More thoughts about eXist style XML storage

Thursday, May 27, 2004, 16:34 — 0 comments Edit

I’ve come to think a little bit more about the way eXist stores XML. Actually it’s more what I imagine it’s supposed to be because this is only based on what Lars Trieloff told me about the phantom nodes they use in XML trees - I am too lazy to really look up how they do it.

If you insert phantom nodes and number your XML nodes as mentioned before, one can store a whole XML tree without any pointers within the nodes. You just have to take care of a table indexed with the numbers containing references to the objects. This table could also contain fields for locks and maybe even Access Control Lists.

This is generally a Great Thing ™ as it leads to nodes with a fixed size which would make storage a lot easier and faster. I’m not yet really sure if it’s a good idea because you need to take care of the attributes of elements and the text within textnode. This could be done by storing only references to them within the nodes itself but that would mean another dereferenciation when doing comparisons within XPath/XQuery queries.
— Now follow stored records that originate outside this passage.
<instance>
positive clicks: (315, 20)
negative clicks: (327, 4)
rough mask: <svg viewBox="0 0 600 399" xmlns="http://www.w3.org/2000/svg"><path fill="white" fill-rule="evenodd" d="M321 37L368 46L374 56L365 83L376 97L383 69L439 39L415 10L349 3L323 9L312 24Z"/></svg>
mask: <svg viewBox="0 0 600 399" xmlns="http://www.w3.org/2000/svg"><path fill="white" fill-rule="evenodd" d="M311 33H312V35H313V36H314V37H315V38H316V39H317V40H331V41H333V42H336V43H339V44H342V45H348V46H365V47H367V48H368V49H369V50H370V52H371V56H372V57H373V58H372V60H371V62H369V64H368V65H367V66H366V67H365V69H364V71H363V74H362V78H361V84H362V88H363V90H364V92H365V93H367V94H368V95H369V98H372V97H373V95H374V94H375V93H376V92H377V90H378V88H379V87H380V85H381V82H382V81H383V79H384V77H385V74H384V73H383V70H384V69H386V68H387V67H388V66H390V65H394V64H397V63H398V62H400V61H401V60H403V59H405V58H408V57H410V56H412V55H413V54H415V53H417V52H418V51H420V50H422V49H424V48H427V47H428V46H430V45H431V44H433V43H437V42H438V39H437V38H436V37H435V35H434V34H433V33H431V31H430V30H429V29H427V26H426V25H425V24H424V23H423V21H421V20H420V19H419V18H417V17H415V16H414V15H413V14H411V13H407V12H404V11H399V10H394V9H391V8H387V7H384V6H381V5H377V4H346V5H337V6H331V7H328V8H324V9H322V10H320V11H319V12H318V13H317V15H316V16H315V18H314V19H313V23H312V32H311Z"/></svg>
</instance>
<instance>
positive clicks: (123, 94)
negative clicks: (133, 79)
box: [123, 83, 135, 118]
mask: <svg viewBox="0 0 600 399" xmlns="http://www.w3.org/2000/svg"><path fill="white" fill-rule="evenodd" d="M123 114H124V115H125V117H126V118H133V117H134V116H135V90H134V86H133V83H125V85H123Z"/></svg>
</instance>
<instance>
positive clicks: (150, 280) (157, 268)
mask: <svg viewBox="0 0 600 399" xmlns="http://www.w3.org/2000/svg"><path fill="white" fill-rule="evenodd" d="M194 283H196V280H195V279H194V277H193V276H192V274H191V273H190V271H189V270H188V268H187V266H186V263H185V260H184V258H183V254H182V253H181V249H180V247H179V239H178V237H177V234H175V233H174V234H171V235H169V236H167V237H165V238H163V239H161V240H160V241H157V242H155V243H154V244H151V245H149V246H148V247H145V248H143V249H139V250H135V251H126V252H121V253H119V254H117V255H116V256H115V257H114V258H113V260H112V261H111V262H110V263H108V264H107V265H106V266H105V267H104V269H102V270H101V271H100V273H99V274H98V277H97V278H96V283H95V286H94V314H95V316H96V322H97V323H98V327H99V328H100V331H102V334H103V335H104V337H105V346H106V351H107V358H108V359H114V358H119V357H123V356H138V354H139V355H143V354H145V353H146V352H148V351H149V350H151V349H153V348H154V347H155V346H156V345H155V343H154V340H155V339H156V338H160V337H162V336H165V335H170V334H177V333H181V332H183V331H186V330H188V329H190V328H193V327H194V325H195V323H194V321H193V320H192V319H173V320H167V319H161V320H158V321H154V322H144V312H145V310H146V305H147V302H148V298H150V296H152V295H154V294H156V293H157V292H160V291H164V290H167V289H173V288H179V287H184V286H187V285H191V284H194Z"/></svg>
Regarding the table of nodes, there are two styles to keep it. The first one can be considered somewhat of a “dense” index. This would mean one entry for one node, even if it’s a phantom node. The access to this table would be very fast - O(1). The drawback is a potentially massive overhead if your XML tree is very unbalanced. Imagine a tree that is generally very thin but has one node with several hundred children. The array would get extremely big because of all the phantom nodes.

The other style would be a sparse index. The list would only contain references for non phantom nodes even though they would be counted for the index. This index would be slower as it cannot be accessed directly via the index. If it is implemented as an ordered tree structure accesses would be sth like O(log n) - in which case the storage tradeoff for a pointered node tree might be less bad. Keep in mind that frequently traversed nodes would be in main memory all the time anyways so disk IO accesses should be seldom. Tree management shouldn’t be a big issue as the complete index has to be rebuilt if something gets changed anyways.

The dense index would be great but the space tradeoff might be heavy. The dense index might be a bad idea - every access to a node would be O(log n) which is a lot compared to simple pointer dereferencing in a DOM tree. Sounds like this should be user configurable as only the user can know how unbalanced his trees might get.

No comments.